With a federal impasse rooted in industry’s failure to agree on how to finance recycling, states are moving “full steam ahead” with their own solutions, Cassel said: “The difficulty that would created by that is more and more different kinds of laws will be enacted and it will make it harder for federal legislation to coordinate the laws.” Any federal fix would have to enable states with e-waste laws to keep their programs as they are or make them better, he said. States generally don’t like preemption, he added.

State and local officials are talking with environmental groups about “common attributes” they want to see in any federally mandated system, Cassel said. These include financing, stakeholder responsibilities, recycling standards, exports and use of prison labor, he said. Green groups in the discussion include the Computer Takeback Campaign, Silicon Valley Toxics Coalition and Washington Citizens for Resource Conservation. State govt. groups hope to have similar talks with manufacturers and retailers soon, he said.
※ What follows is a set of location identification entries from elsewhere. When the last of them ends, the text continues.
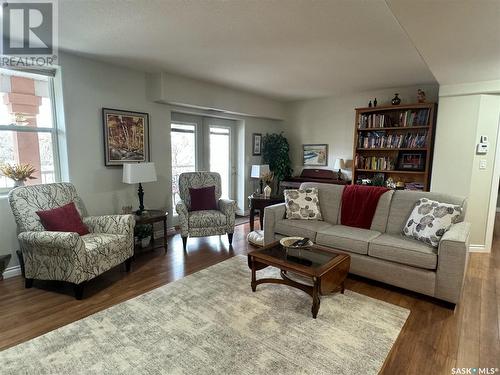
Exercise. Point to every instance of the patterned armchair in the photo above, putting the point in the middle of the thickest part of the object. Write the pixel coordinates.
(66, 256)
(209, 222)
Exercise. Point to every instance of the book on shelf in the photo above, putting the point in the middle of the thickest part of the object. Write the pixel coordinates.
(411, 117)
(374, 163)
(384, 140)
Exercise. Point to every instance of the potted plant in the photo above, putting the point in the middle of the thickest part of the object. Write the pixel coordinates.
(275, 149)
(143, 233)
(19, 173)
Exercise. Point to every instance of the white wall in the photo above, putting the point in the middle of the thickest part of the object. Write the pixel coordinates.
(331, 120)
(88, 86)
(461, 122)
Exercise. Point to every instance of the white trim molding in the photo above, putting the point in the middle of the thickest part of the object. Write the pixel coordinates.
(478, 249)
(11, 272)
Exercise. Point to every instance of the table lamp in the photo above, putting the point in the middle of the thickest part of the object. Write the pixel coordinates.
(137, 173)
(339, 164)
(258, 171)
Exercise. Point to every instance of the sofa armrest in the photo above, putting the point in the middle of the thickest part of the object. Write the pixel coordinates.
(271, 215)
(112, 224)
(228, 208)
(453, 254)
(51, 243)
(183, 213)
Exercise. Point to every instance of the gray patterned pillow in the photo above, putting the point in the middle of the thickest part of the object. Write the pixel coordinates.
(430, 219)
(302, 204)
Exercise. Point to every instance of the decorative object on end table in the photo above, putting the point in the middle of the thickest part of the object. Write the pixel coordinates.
(339, 165)
(275, 149)
(143, 234)
(421, 96)
(19, 173)
(396, 100)
(256, 144)
(137, 173)
(126, 136)
(4, 261)
(315, 154)
(259, 171)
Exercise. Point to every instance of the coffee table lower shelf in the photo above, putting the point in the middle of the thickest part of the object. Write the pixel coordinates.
(331, 281)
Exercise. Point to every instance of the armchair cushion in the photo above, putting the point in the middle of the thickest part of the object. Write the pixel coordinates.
(63, 219)
(112, 224)
(203, 198)
(206, 218)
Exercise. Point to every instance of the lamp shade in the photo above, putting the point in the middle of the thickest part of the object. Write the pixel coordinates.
(258, 171)
(339, 164)
(134, 173)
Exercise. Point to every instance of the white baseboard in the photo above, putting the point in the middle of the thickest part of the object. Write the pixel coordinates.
(11, 272)
(478, 249)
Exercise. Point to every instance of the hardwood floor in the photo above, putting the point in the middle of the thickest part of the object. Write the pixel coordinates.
(434, 340)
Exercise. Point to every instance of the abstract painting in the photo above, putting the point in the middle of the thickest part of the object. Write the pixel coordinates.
(315, 154)
(126, 136)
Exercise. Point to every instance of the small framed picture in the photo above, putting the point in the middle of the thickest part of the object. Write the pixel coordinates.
(411, 161)
(315, 155)
(126, 136)
(256, 144)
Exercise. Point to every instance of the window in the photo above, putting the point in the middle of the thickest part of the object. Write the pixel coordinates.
(220, 160)
(183, 140)
(28, 134)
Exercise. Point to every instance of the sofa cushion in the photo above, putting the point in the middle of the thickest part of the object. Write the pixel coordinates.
(403, 202)
(302, 204)
(302, 228)
(346, 238)
(330, 196)
(430, 219)
(379, 221)
(397, 248)
(206, 219)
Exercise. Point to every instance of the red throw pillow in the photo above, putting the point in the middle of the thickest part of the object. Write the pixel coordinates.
(63, 219)
(203, 198)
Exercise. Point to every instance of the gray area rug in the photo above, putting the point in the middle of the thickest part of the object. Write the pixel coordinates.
(211, 323)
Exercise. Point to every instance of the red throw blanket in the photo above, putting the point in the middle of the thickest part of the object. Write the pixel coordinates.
(359, 204)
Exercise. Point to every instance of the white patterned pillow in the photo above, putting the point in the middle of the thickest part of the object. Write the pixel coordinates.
(302, 204)
(430, 219)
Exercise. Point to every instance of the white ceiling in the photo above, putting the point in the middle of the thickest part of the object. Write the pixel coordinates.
(286, 49)
(459, 39)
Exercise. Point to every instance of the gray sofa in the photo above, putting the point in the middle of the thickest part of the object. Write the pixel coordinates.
(382, 253)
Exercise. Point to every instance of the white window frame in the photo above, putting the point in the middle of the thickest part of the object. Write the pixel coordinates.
(28, 129)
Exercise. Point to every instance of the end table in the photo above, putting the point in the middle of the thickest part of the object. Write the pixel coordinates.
(151, 217)
(260, 203)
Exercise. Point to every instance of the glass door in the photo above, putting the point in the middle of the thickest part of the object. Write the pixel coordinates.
(220, 156)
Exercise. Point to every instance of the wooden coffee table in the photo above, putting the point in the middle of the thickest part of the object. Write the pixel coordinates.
(326, 268)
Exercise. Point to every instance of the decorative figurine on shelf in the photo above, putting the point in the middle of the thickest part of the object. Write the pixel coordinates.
(396, 100)
(390, 183)
(421, 96)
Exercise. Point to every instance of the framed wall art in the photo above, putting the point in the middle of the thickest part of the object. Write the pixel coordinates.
(126, 136)
(256, 144)
(315, 155)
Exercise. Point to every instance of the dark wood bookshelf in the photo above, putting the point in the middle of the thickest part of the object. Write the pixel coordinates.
(394, 154)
CEA favors a system of shared responsibility, with the onus of financing not solely on manufacturers and brand owners, said Environmental Counsel Parker Brugge. About 25 states will consider e-waste bills this year, with CEA members expecting sometimes to be “battling it out head to head on legislation,” he said. CEA has problems with systems holding manufacturers responsible for paying based on products sold into a particular state. That’s because companies have a hard time tallying how many products they sell state by state, he said.